Transitioning through life

Nan Bahr, November 5, 2019

I can’t stop thinking that our work in the service of others, as teachers, social workers, carers, police, and so forth, is hampered by a tendency to over complicate things. Our support for people facing life transitions is a perfect example. For children, we have separate transition models to guide their move into kindy, school, high school, beyond school. For adults, we have transition models that apply for starting university, joining adulthood from adolescence, repatriation following injury, menopause, to name a few. I counted up the number of transitions a young person might face as part of their schooling life. I think it numbers about 22 discrete transitions for which we have specific bespoke action plans.
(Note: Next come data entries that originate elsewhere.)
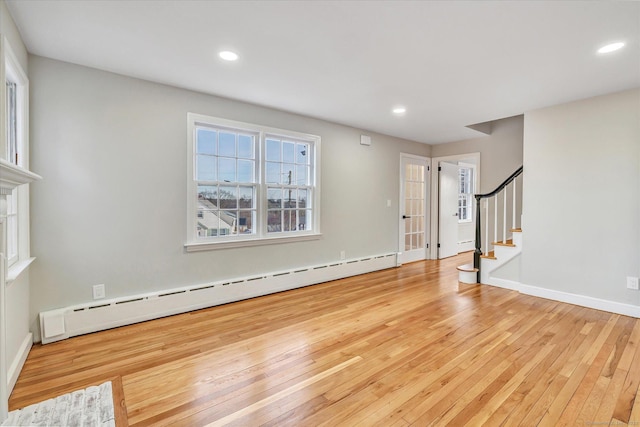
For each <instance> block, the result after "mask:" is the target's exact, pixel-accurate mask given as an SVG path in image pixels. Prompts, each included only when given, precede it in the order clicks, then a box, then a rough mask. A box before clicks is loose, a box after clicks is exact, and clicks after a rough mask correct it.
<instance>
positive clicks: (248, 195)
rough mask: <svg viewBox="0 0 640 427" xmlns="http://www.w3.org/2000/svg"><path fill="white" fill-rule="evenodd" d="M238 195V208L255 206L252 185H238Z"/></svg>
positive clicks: (252, 188)
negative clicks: (238, 186) (245, 185)
mask: <svg viewBox="0 0 640 427" xmlns="http://www.w3.org/2000/svg"><path fill="white" fill-rule="evenodd" d="M238 196H239V206H238V207H239V208H240V209H253V208H255V206H254V204H253V201H254V199H255V197H254V195H253V187H240V188H239V189H238Z"/></svg>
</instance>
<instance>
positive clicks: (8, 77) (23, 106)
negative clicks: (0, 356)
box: [1, 37, 33, 285]
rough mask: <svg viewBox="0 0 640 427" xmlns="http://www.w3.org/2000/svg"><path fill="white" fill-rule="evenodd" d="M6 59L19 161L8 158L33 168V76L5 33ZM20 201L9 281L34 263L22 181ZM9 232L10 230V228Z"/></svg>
mask: <svg viewBox="0 0 640 427" xmlns="http://www.w3.org/2000/svg"><path fill="white" fill-rule="evenodd" d="M2 44H3V46H2V47H3V49H2V50H3V52H4V56H3V58H1V59H2V80H4V81H3V85H4V87H3V89H2V90H3V92H2V93H3V96H2V98H3V99H2V103H3V104H4V107H3V113H2V114H3V116H4V117H3V119H2V120H3V121H5V120H7V118H6V116H7V114H8V112H7V111H5V110H4V109H5V108H6V103H7V96H8V95H7V92H6V81H7V80H8V81H11V82H14V83H16V104H17V105H16V122H17V126H16V140H17V144H16V152H17V163H16V160H15V159H7V161H8V162H9V163H11V164H13V165H15V166H17V167H18V168H20V169H23V170H25V171H29V142H28V141H29V78H28V77H27V74H26V73H25V71H24V70H23V68H22V66H21V65H20V62H19V61H18V59H17V57H16V55H15V53H14V52H13V50H12V49H11V45H10V44H9V42H8V40H7V39H6V38H5V37H3V38H2ZM2 138H3V141H4V144H2V145H3V147H2V149H3V156H5V157H6V156H7V155H8V153H9V146H8V144H9V141H8V139H7V136H6V134H5V135H3V136H2ZM14 191H15V193H14V194H15V199H16V200H15V201H16V205H17V206H16V208H17V214H16V222H17V239H16V245H17V248H16V256H14V257H12V258H11V259H10V260H8V262H7V285H8V284H10V283H11V282H13V281H14V280H15V279H17V277H18V276H19V275H20V274H21V273H22V272H23V271H24V270H26V268H27V267H28V266H29V265H30V264H31V262H32V261H33V258H31V255H30V254H31V249H30V231H29V223H30V219H29V216H30V215H29V210H30V208H29V185H21V186H18V187H16V188H15V189H14ZM7 197H13V196H7ZM7 233H9V231H8V230H7Z"/></svg>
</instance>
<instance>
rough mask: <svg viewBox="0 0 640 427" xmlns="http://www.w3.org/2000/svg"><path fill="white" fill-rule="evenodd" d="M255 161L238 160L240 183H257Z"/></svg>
mask: <svg viewBox="0 0 640 427" xmlns="http://www.w3.org/2000/svg"><path fill="white" fill-rule="evenodd" d="M253 165H254V162H253V160H242V159H239V160H238V182H255V180H254V177H253V171H254V169H255V168H254V167H253Z"/></svg>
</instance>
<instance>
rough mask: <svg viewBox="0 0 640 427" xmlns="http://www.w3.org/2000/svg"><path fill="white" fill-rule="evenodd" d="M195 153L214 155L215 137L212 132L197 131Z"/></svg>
mask: <svg viewBox="0 0 640 427" xmlns="http://www.w3.org/2000/svg"><path fill="white" fill-rule="evenodd" d="M197 132H198V136H197V144H196V152H197V153H198V154H216V153H217V149H216V148H217V147H216V135H217V134H218V133H217V132H216V131H214V130H210V129H198V131H197Z"/></svg>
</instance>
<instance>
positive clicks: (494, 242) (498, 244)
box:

These discrete transitions include, and I won’t mention them all, from year level to year level (N=13), from childhood to adolescence (1), from primary to secondary school, and from topic to topic for individual subjects (N=too many to count). And for each of these transitions, we teachers have collected intervention effectiveness data, implemented bespoke evidence-based, yet theoretically free, programs and actions to smooth the transition, workshopped with each other and designed bespoke resources, policies, and processes. But something is missing. I think we have not sensibly considered what is shared across all transitions and how this knowledge could better provide an informed and confident approach to assisting every person in transition. This might enable us to better consider and respond to the factors influencing transitional experience for the individual person. We need a Bloom’s taxonomy of sorts, to guide us.

The Bahr Taxonomy for Effective Transitioning

I boldly propose that there are three contributing forces culminating in the establishment of a fourth that together position a person for effective transition, regardless of the specifics of the change they face. They are: A1 Anticipation; A2 Abruptness; A3 Agency: A4 Adjustment.

A1: This is the degree to which a person has a reasonable expectation of what is about to happen to them. Transitions are effective when people can anticipate well, and have enough information to match their expectations to their detailed experience. The influencers here are the activities or experiences that support a student to create an authentic mental model of the way things are likely to unfold for them. Appropriate Anticipation is fueled by actual and vicarious experience, provision of resources, familiar faces who can describe their experiences.

A2: This is where a person is blindsided by their change. They may be surprised by the time frame, and the clarity of the supporting resources.

A3: Agency, or self-determination, gives people a sense of control for their destiny.

These three factors taken together support the social, emotional, physical, and cognitive changes required for A4 Adjustment.

So I commend this idea to you for reflection. If we take each of the dimensions we can build a more cohesive and holistic approach to supporting people in transition.